Eché a andar por el centro del callejón mientras observaba, a través de la niebla y la llovizna, las opulentas casas adosadas, los pequeños garajes y los sombríos lugares en que los edificios se juntaban; algunos de ellos sobresalían, pero otros no.

Entonces la agarras por detrás y le metes la polla por ahí, con firmeza y decisión, lo más dentro que puedas. ¿Hasta dónde se la podrías meter, Pat?

—Soy irlandés, Wesley. Ya te lo puedes imaginar.

Entonces no creo que sea mucho —dijo; y rió con suavidad.

Estiré el cuello para ver la extraña colección de pequeñas cubiertas de madera que sobresalían de los ladrillos que, vistos desde abajo, parecían porches. Observé de cerca las ranuras que había entre las tablas de madera, en busca de algo que se asemejara a unos pies.

Bien, de todas formas —prosiguió—, una vez que los dos estéis bien agarrados le susurras el nombre de otra mujer al oído; después, cuando la zorra se enfurezca, la sujetas con fuerza como si fueras un domador de potros.

Divisé unas cuantas azoteas con flores y plantas, pero estaban demasiado altas para poder ver si había alguien; además, ninguna de las salidas de emergencia parecía estar lo bastante cerca para poder acceder con facilidad.

¿Crees que te gustaría el juego, Pat?

Di un giro lento de 360 grados, logré relajar la mirada para ver tranquilamente la superficie por si aparecía algo incongruente.

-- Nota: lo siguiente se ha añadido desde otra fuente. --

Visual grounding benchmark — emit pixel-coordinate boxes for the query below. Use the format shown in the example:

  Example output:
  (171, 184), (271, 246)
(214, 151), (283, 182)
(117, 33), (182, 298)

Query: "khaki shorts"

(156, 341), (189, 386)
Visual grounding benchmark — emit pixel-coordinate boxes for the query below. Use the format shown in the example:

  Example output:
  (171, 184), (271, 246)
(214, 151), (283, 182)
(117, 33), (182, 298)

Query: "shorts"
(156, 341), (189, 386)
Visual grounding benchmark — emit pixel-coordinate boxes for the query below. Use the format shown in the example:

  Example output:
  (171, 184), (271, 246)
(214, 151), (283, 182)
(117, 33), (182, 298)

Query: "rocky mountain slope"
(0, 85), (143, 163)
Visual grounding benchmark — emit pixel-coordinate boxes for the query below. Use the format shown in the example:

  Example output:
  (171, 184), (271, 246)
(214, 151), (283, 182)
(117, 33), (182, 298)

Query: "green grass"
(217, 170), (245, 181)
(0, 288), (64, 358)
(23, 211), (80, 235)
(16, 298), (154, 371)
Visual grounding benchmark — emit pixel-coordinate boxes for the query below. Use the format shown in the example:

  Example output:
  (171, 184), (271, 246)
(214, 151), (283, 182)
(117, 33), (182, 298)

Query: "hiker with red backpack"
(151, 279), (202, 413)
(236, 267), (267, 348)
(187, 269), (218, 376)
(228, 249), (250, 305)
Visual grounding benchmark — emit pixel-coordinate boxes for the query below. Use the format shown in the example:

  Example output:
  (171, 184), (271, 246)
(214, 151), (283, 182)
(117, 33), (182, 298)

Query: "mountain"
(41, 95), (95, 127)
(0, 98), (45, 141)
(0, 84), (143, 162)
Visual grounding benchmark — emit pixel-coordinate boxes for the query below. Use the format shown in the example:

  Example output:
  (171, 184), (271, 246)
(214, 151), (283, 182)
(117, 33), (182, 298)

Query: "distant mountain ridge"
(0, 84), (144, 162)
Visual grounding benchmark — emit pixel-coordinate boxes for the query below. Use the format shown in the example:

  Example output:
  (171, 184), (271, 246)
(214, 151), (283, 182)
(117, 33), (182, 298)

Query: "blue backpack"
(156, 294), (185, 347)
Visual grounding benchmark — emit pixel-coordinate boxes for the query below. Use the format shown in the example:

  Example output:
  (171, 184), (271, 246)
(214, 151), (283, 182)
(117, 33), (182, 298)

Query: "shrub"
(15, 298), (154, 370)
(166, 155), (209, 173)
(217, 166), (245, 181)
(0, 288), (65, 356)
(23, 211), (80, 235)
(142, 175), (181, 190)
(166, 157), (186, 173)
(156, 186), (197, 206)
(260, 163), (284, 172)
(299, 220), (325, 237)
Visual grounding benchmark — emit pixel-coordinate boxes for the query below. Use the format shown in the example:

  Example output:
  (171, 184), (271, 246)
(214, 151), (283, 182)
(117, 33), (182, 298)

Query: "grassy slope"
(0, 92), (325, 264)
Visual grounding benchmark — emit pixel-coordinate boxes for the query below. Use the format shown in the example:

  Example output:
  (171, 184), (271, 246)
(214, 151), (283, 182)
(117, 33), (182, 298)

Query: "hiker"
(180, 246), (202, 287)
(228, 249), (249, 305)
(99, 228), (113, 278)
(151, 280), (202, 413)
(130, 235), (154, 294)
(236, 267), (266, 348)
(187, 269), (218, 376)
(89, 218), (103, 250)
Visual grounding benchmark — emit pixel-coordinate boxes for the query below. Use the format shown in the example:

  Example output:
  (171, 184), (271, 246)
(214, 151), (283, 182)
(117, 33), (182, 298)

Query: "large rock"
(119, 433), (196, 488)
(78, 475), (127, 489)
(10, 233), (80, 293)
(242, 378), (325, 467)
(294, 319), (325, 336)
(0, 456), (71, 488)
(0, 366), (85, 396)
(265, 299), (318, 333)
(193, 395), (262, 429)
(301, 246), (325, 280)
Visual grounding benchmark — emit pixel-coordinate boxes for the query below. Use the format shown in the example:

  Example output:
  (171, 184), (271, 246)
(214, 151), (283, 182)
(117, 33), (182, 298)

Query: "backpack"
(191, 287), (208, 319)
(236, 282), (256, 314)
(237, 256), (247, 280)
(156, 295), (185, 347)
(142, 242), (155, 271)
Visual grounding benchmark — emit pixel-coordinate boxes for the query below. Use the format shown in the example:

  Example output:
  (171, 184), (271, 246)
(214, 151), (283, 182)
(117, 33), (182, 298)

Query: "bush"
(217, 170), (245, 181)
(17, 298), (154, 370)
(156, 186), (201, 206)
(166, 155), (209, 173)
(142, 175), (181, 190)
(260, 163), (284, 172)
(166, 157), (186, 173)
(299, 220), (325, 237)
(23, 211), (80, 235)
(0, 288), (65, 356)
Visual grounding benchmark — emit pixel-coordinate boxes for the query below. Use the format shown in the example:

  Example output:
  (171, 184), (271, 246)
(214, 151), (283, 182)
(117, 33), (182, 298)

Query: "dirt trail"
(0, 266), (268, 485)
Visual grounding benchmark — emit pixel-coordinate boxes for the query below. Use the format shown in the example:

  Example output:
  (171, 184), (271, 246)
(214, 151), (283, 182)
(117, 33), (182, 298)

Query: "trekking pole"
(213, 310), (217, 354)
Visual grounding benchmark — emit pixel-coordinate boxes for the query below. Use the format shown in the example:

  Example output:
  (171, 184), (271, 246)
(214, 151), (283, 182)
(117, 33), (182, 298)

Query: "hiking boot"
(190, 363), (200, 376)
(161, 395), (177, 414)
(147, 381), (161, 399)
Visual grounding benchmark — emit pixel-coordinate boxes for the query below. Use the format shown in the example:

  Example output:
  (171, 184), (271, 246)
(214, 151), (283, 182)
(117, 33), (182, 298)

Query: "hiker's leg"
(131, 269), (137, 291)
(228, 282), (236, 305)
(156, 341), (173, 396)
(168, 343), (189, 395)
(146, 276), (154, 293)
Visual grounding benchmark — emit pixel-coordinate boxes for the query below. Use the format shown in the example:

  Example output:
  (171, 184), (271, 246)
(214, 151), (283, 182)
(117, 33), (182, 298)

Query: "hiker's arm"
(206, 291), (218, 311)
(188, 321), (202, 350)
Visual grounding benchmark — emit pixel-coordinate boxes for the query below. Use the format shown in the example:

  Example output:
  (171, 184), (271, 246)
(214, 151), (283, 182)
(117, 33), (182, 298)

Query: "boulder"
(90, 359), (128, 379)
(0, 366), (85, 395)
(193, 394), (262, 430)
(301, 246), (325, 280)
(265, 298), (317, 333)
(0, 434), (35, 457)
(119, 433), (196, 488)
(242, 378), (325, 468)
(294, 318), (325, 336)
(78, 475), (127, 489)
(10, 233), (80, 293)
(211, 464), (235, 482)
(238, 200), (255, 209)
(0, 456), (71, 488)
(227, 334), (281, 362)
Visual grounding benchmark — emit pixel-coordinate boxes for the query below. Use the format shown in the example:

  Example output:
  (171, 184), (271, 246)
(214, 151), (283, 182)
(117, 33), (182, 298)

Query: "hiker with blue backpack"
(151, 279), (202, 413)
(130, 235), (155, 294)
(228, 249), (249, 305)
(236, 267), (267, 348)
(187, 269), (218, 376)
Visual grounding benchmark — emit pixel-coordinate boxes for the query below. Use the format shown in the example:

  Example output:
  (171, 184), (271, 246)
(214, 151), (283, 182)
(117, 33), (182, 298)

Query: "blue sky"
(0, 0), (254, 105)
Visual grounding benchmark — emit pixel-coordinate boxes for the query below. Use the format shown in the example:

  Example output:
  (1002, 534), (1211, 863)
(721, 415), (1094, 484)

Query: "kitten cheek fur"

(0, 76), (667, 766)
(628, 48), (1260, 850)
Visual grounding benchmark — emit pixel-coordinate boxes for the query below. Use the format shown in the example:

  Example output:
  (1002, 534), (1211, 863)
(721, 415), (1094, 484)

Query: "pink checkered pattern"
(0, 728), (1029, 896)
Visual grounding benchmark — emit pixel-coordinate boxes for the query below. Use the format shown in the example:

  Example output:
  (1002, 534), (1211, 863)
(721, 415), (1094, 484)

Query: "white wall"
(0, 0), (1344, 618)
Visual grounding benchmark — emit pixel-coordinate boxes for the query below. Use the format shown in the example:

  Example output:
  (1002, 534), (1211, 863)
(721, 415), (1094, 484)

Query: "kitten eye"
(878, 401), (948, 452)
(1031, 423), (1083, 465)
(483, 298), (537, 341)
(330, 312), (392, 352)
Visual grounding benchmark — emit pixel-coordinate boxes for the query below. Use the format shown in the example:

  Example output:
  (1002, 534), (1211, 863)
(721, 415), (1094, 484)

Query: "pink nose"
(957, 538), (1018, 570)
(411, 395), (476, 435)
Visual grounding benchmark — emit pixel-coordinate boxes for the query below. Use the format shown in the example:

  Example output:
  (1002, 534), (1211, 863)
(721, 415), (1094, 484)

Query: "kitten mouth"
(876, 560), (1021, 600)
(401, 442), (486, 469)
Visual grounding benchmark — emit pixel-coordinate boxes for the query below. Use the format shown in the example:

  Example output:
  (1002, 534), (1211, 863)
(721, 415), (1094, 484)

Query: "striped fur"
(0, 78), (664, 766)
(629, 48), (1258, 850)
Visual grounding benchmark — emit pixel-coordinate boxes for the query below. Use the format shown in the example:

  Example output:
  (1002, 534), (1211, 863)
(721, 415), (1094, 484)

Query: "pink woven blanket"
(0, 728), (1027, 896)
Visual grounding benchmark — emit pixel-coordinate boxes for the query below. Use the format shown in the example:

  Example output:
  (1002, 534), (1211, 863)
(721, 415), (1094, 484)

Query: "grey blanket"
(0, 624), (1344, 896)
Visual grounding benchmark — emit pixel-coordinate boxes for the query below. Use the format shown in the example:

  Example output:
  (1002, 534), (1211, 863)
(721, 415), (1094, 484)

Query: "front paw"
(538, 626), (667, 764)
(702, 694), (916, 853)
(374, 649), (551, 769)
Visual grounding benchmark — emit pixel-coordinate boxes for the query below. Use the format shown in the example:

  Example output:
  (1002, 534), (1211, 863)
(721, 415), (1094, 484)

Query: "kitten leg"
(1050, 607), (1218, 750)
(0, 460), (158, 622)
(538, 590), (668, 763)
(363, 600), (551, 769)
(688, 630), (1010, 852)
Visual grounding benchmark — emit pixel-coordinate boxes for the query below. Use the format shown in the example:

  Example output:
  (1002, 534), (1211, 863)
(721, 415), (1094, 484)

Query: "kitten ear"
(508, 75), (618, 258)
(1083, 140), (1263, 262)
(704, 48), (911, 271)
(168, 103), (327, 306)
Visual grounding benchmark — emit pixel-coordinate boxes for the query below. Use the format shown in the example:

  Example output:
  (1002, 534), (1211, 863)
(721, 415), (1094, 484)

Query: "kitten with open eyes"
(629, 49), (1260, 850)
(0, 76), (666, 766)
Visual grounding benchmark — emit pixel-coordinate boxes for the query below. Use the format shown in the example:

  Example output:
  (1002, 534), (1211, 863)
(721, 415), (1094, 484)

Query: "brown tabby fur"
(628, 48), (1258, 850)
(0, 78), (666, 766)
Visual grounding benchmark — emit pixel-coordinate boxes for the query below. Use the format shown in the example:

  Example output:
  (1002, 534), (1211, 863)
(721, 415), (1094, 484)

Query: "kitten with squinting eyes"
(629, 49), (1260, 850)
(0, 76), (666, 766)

Acabo de preguntarte si te gustaría el juego, Pat.

—No, Wes.

¡Qué lástima! ¿Pat?

—¿Qué, Wes?

Vuelve a mirar hacia el este.

Giré 180 grados a la derecha y le vi al final del callejón: una figura alta opaca por la niebla, la silueta de un teléfono pegado a la oreja.

¿Qué opinas? —preguntó—. ¿Jugamos?

Eché a correr y salió disparado. Oí el ruido que hacían sus zapatos sobre el cemento mojado; después interrumpió la conexión.

Cuando conseguí llegar al final del callejón que daba a la calle Clarendon, ya se había ido. Las aceras estaban llenas de gente que iba de compras, turistas y alumnos de instituto. Vi hombres con cazadoras e impermeables amarillos y trabajadores de la construcción empapados hasta los huesos. Vi el vapor que salía de las rejillas de las alcantarillas y los taxis que circulaban a mi alrededor. Vi a un niño en patines que se caía delante de un aparcamiento de Newbury. Pero no vi a Wesley.

Tan sólo la niebla y la lluvia que había dejado atrás.